GlassFlow just open-sourced a stream processing engine that handles 500,000 events per second moving data from Kafka to ClickHouse. The tool sits between your event stream and your database, acting as a middleware layer similar to OpenRouter, letting you transform, filter, and deduplicate data before it hits storage. That's a gap a lot of data teams fill with custom code or workarounds inside ClickHouse itself.
GlassFlow handles both stateless transformations (removing nulls, replacing timestamps) and stateful operations like deduplication and temporal joins over configurable time windows. Processing data upstream means you can avoid resource-heavy ClickHouse patterns like ReplacingMergeTree and FINAL queries. It also gives you exactly-once delivery guarantees and handles late-arriving events, which are the details that break production pipelines.
The existing alternatives tell you something about the problem. Flink is powerful but complex to operate. Kafka Streams locks you into Java. Materialize takes a different approach entirely. GlassFlow bets on Kubernetes-native deployment with a Python SDK, which is a reasonable trade-off if your team already lives in that ecosystem.
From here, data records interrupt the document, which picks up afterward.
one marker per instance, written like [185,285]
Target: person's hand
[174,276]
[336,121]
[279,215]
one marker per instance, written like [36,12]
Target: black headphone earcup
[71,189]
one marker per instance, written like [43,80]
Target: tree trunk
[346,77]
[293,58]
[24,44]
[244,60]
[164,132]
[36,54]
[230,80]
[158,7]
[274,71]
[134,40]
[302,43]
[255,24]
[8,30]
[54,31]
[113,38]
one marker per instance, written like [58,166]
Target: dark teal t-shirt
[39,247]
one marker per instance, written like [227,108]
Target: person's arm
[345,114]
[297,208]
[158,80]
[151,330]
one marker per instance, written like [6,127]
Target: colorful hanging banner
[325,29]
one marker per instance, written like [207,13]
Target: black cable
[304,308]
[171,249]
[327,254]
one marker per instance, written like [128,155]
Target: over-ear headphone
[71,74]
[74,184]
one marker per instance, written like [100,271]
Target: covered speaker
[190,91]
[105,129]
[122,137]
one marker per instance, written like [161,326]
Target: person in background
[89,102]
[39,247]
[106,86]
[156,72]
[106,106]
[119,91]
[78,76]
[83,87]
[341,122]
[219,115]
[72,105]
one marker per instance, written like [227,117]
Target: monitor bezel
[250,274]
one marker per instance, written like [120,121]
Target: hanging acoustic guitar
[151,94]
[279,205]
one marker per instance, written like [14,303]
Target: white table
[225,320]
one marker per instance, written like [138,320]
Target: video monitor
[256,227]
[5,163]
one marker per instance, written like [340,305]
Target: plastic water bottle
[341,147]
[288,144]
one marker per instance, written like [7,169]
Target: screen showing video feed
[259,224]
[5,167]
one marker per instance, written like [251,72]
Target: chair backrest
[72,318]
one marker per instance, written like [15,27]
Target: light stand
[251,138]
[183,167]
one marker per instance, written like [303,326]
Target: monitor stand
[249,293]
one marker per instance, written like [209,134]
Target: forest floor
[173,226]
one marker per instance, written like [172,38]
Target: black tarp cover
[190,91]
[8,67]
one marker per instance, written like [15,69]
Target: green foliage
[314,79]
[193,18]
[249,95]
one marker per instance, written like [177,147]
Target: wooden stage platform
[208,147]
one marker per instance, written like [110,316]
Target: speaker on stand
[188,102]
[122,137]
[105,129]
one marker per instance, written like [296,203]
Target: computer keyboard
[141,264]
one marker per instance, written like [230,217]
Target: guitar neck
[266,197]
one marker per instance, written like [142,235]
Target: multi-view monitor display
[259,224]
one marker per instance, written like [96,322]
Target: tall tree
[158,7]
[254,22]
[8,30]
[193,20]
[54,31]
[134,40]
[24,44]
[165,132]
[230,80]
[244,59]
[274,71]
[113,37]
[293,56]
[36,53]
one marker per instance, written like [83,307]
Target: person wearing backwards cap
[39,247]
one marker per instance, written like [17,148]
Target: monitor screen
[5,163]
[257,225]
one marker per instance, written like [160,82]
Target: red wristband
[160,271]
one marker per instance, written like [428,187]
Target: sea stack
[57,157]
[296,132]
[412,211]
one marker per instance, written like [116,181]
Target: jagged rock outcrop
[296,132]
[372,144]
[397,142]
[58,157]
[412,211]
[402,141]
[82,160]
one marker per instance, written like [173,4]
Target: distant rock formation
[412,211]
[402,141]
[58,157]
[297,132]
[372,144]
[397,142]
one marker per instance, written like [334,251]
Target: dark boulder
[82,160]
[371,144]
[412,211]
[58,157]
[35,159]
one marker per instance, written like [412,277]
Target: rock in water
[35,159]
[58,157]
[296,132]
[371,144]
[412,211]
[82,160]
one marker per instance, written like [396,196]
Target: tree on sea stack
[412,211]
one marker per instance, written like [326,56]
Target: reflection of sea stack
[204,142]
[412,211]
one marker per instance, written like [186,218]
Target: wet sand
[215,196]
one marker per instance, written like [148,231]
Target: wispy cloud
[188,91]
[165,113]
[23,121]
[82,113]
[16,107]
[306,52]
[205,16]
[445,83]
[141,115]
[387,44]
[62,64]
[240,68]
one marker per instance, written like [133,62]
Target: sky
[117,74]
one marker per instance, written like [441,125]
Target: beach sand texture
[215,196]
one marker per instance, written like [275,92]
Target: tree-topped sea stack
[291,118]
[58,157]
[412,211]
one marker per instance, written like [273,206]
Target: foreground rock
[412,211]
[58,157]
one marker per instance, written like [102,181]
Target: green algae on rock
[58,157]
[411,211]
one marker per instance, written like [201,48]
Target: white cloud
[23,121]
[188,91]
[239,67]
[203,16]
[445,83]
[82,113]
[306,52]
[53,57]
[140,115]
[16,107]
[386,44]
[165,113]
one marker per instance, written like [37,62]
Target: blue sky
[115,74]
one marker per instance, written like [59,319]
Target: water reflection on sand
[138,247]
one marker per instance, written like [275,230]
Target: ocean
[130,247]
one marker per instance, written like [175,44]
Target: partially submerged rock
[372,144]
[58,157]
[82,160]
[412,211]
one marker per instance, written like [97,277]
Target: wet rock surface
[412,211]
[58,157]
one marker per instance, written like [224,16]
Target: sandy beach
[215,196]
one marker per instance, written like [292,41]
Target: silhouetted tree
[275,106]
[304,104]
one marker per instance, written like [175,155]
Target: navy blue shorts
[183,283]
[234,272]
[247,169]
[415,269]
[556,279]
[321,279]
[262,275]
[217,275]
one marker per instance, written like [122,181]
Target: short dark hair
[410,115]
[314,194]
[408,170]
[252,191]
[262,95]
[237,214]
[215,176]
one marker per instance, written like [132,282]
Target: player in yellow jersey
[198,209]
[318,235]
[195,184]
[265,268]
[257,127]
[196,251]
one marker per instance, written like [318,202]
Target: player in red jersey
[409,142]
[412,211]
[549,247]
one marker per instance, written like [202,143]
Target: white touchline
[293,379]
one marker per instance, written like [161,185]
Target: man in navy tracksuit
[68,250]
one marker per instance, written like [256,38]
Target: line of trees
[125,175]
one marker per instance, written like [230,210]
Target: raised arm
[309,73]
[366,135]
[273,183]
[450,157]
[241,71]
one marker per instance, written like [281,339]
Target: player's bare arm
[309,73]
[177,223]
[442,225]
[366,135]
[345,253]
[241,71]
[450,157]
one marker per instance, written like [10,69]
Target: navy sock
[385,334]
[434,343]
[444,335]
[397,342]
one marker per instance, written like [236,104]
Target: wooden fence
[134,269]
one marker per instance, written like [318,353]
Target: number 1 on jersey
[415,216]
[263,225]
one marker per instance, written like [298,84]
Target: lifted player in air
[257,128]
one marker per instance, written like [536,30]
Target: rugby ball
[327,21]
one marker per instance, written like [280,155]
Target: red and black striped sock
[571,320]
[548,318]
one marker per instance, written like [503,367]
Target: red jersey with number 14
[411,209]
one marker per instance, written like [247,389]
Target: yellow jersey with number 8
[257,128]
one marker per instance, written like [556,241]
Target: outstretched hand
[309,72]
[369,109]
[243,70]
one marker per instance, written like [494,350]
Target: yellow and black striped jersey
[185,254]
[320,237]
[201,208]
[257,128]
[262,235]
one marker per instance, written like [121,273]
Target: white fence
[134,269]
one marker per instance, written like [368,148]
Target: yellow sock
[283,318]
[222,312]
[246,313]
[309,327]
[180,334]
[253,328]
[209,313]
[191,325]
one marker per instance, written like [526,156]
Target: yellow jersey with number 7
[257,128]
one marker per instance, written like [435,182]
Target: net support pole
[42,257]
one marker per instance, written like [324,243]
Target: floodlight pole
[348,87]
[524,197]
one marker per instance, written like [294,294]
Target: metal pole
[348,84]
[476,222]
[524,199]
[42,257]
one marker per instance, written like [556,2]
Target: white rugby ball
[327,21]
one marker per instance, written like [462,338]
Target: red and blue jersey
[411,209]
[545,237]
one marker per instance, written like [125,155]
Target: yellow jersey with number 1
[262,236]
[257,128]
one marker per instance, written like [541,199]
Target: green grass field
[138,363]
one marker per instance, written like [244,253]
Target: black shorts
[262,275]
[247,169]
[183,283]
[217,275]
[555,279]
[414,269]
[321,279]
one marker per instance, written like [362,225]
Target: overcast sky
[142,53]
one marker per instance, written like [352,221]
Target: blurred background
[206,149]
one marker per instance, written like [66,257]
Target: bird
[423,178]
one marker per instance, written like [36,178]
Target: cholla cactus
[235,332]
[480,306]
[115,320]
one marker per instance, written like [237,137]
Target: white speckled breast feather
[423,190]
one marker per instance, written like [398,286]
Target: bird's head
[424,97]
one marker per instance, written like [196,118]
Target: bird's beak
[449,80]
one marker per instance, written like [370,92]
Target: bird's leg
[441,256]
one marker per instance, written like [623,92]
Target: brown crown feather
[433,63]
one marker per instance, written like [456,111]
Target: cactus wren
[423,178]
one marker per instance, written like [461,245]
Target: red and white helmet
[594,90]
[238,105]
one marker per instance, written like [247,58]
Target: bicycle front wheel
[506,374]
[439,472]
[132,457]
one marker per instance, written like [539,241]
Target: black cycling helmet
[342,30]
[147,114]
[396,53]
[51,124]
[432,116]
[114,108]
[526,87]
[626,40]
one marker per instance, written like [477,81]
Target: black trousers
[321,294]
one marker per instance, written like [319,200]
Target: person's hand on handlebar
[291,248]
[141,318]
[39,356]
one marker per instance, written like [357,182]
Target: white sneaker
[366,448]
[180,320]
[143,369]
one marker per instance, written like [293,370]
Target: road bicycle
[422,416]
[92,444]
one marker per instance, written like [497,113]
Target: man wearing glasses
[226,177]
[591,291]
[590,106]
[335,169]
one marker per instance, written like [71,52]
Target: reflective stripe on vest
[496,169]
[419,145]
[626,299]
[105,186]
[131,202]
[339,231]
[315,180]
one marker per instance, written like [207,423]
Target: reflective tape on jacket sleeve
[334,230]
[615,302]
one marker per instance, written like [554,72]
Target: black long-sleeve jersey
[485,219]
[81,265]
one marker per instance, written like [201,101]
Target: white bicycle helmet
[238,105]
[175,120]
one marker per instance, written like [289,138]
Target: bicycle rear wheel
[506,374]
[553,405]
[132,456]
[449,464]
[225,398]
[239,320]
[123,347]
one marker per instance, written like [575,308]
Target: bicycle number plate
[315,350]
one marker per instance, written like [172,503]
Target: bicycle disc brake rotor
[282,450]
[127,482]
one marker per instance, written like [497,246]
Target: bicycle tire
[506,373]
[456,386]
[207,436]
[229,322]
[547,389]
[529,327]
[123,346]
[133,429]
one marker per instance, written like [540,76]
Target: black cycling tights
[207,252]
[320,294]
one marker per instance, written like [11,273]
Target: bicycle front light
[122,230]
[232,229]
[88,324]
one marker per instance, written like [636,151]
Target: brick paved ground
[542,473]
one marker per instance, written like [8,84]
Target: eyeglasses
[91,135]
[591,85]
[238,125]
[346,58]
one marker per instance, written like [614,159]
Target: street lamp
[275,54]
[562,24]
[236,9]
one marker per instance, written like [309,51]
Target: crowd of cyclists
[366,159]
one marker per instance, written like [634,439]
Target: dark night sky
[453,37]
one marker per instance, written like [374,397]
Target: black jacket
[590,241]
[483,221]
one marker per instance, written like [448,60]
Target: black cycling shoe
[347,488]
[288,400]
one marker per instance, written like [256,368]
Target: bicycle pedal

Apache 2.0 licensed, with a live demo at demo.glassflow.dev. The architecture scales horizontally via Helm on major cloud providers, and there's a Web UI for building pipelines visually. But the dead-letter queue is the quiet feature worth paying attention to. It catches malformed events before they poison your ClickHouse tables, which is the kind of thing you don't appreciate until 3am when the pager goes off.